1. The software compatibility only allows for a maximum data recording for two wavelengths at once. This may be a software limitation.
2. I do have a perkinelmer Flexar system that uses the LINK system. We have to define the modules in the LINK system for totalchrom (it looks like you are using totalchrom yes?) to recognize each modular piece of the instrument. Maybe the wrong detector was chosen when the instrument setup was defined, and thus you aren't able to utilize the maximum ability of the detector.
3. I'm not familiar with this specific 200 series DAD but it may just be a limitation of the detector that it can only handle 2 wavelengths simultaneously. I see various manufacturers only claim a certain number of simultaneous wavelength measurements even within the same genre of detector (DAD in this case).

Option 2 would be the first one I check...if it's just a settings error in TotalChrom, then it might be an easy fix. If it's either option 1 or option 2, that might be more difficult to fix.
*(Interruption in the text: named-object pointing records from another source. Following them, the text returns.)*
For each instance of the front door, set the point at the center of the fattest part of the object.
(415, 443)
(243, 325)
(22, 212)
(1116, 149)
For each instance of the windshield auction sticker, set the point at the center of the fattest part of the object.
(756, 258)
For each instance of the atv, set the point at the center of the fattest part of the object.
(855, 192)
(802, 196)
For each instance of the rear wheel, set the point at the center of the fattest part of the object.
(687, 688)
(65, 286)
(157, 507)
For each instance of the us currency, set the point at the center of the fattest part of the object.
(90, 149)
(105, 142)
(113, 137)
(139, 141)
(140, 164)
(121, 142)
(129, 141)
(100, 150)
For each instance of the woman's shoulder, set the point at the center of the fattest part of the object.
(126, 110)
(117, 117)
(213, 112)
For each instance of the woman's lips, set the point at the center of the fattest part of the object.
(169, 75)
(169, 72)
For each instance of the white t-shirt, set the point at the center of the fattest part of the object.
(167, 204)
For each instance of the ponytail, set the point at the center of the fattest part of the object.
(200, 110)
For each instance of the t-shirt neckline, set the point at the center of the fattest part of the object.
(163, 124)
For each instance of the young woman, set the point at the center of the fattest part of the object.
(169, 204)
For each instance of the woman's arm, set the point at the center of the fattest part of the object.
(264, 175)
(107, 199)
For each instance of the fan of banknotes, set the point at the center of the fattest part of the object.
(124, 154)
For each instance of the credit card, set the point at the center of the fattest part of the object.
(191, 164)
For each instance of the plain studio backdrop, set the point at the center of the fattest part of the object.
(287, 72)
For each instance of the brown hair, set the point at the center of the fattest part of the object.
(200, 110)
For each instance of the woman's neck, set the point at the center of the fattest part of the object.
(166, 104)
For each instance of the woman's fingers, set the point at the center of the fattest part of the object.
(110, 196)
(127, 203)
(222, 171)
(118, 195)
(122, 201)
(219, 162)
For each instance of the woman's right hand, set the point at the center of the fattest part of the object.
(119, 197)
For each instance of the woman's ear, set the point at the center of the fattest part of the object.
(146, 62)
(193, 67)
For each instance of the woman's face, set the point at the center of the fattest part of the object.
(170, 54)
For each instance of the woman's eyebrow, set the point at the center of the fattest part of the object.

Hopefully this might help.
Hi,

Totalchrom will record all the wavelengths even if you input only two wavelengths in channel A and B. When the data is acquired you'll see live only the two wavelengths selected, but after the run is done, you can reprocess the data with IRIS and select the chromatogram for whichever and how-many-ever wavelengths you want to look at. Make sure both lamps are switched on and the you're processing the data between 190-700nm.
hope this makes sense.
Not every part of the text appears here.